Several children stand at the front of the classroom holding a flashcard, with the picture side facing them. The others have to find out who has which card by asking "¿Tienes ....?" or "¿Te gusta...?" The children with the cards can only answer yes or no.
2. Join up the words
Give children or pairs of children sets of words which have been cut in half. Ask them to reconstruct the words by putting the halves together correctly.
3. Alphabetical order
Give children a set of word cards and ask them to sort them into alphabetical order. Alternatively, with words that follow a specific order like the months, children can race to put them in the right order.

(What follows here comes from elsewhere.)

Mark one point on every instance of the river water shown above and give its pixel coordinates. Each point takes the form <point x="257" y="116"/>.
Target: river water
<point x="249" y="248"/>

Make a set of word cards with single words which have the same sounds in them. Highlight the graphemes in a different colour. Use the cards to practise reading out loud, then children can classify the cards according to the phonemes or graphemes.
5. Stand up sit down
Give each group of children a sound, word or phrase. Tell them that when they hear it they all have to stand up together. The faster the activity goes, the more they will enjoy it. As an alternative you could say the word or phrase in English so that the children have to recognise their own phrase and then stand up.
6. Stand up sit down 2
Take your seat, and say a word in the language, for example "español". Then repeat it, standing up and sitting down when you say the final, stressed syllable. Ask pupils if they can explain what you did. Give another example if necessary. When they have worked it out, say a word to them, which they have to repeat, standing up and sitting down at the right time, i.e. on the stressed syllable.
7. Find your group
Give each child a card with 3 pictures on it. These pictures could be hobbies, animals, colours... The idea is that they are things about which opinions can be expressed. The children circulate around the room asking each other questions about what they like, and they answer according to what's on their card. Once a child has found someone with the same like as them, they stay together and find someone else to add to their group. The game continues until everyone is in a group. Ask each group the relevant question and they reply in unison. A simpler version would be for each child to have one word or picture, and for several children to have the same word or picture.
8. Find the sweets
Put the images for the words you are practising on the IWB. Behind one of the images hide a virtual sweet. Ask a child to name one of the images, move it aside and see if it reveals the sweet. If it does, ask the winner to jumble up the images so that the sweet is hidden somewhere else.
9. Spell it out
Give pairs of pupils a set of pictures and a set of individual letters on cards. Call out a word and the pairs race to find the right picture and make the word correctly.
10. Mexican wave
Choose some of the words that you have been learning and want to practise. The children help you to decide on the order in which they will be said. They go round the circle saying one word each, in the right order. They could stand up or kneel up to achieve the wave effect. You could clap your hands to change the direction of the wave. This could be fun with adjectives, where the children have to say, for example, "triste" in a sad way. Alternatively, they could use a sequence such as days of the week for the main words, but you make it more interesting by periodically calling out an adjective so that they have to say the words in a certain way. A Mexican Wave would be a good way to embed short phrases or sentences, or anything where word order is important.